One of the things I hear from beginning vents, as well as those who have been around awhile, is the problem they have writing scripts.
If you can’t write your own material, you are stuck doing standard dialogs, copying or using jokes from the Internet.
True that many start with this.
But if you wish to achieve any level in the art, you need to create original scripts.
There are plenty of ways to go about this.
First, you can pay close attention to any improv lines you think of during a show. A single line can build upon another until you have a routine. This requires a lot of stage time, something many beginners have trouble finding.
One of the biggest problems is that many ventriloquists do not have a character profile.
If they do, it may be under developed. That means the character is indistinguishable from hundreds of other undefined characters.
But lets say you have a well defined character. You have a unique character voice. The persona is definitely memorable.
So why do you still have trouble writing?
Is it writer’s block?
Possibly, but possibly not.
Maybe your character is just giving you a tough time, throwing a temper tantrum and not playing well with others.
I’ve had my medication, so bear with me.
Why aren’t your characters “speaking to you?”
We develop character profiles, but have you ever defined your relationship with the character?
Why do you hang out?
What do you agree/disagree on?
What are the differences in your personalities and how/why do you overcome them?
This relationship has to be as real to your audience as a relationship between any two individuals. And when you add in another puppet, that adds to the story.
Get to know the character better.
Sit down one on one with your puppet and go for a round of speed dating. Act like you have never met them before and ask questions. Your lack of original material may simply be the fact you don’t know each other well enough.
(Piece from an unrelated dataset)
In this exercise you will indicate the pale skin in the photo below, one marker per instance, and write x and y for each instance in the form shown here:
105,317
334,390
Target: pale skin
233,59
You listen to your friends, family or spouse. Do you listen to your characters?
Are you writing in your voice? Or theirs?
This change in dialogue can spur new ideas taking you to unforeseen places. Write the situations your character wants to discuss.
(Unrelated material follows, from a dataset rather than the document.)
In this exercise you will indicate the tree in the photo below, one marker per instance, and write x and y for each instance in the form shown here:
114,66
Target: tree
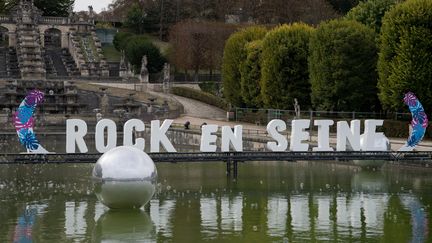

Maybe your character wants to move on. It feels like it has no story left to tell. Or the story you want to tell doesn’t fit with the direction they want to head.
If your character isn’t three dimensional, they add nothing to your show.
At that point you either need to create a new character, or focus on the one you have to make it better.
Remember Script writing is never really finished.
A script is a living, breathing entity that takes life in front of an audience. The more you work on your material, the more chances you have to create something truly unique.